Imitating prebiotic homochirality on Earth.

We show how the amino acids needed on prebiotic earth in their homochiral L form can be produced by a reaction of L-alpha-methyl amino acids-that have been identified in the Murchison meteorite-with alpha-keto acids under credible prebiotic conditions. When they are simply heated together they perform a process of decarboxylative transamination but with almost no chiral transfer, and that in the wrong direction, producing D-amino acids from the L-alpha-methyl amino acids. With copper ion a square planar complex with two of the reaction intermediates is formed, and now there is the desired L to L transformation, producing small enantioexcesses of the normal L-amino acids. We also show how these can be amplified, not by making more of the L form but by increasing its concentration in water solution. The process can start with a miniscule excess and in one step generate water solutions with L/D ratios in the over 90% region. Kinetic processes can exceed the results from equilibria. We have also examined such amplifications with ribonucleosides, and have shown that initial modest excesses of the D-nucleosides can be amplified to afford water solutions with D to L ratios in the high 90's. We have shown that the homochiral compound has two effects on the solubility of the racemate. On one hand it decreases the solubility of the racemate by its role in the solubility product, as a theoretical equation predicts. On the other hand, it increases the solubility of the racemate by changing the nature of the solvent, acting as a cosolvent with the water. This explains why the amplification, while large, is not as large as the simple theoretical equation predicts. Thus when credible examples are produced where small enantioexcesses of D-ribose are created under credible prebiotic conditions, the prerequisites for the RNA world will have been exemplified.

On the origin of terrestrial homochirality for nucleosides and amino acids.

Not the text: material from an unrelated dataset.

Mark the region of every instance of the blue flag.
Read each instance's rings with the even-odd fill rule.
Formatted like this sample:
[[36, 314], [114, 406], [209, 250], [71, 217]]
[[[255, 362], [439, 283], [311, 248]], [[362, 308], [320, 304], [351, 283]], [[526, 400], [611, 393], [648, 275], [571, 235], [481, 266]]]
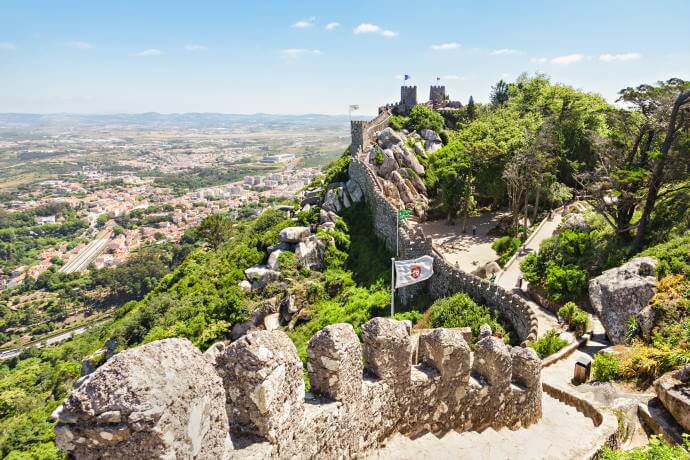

Before life could start on earth, it was important that the amino acid building blocks be present in a predominant handedness called the L configuration and that the ribose of RNA be predominantly in the D configuration. Because ordinary chemical processes would produce them in equal L and D amounts, it has long been a puzzle how the needed selectivities could have arisen. Carbonaceous chondrites such as the Murchison meteorite, which landed in Australia in 1969, brought some unusual amino acids with a methyl group replacing their alpha hydrogen. They cannot racemize and have a small but real excess of those with the L configuration. We have shown that they can partake in a synthesis of normal L amino acids under credible prebiotic conditions. We and others showed that small preferences can be amplified into solutions with very high dominance of the L amino acids because of the higher solubility of the pure L form than of the more stable DL racemic compound crystal. Here, we show that such solubility-based amplification of small excesses of three D nucleosides, uridine, adenosine, and cytidine, can also occur to form solutions with very high D dominance under credible prebiotic conditions. Guanosine crystallizes as a conglomerate and does not amplify in this way. However, under prebiotic conditions it could have been formed from homochiral D ribose from the hydrolysis of amplified adenosine or cytidine.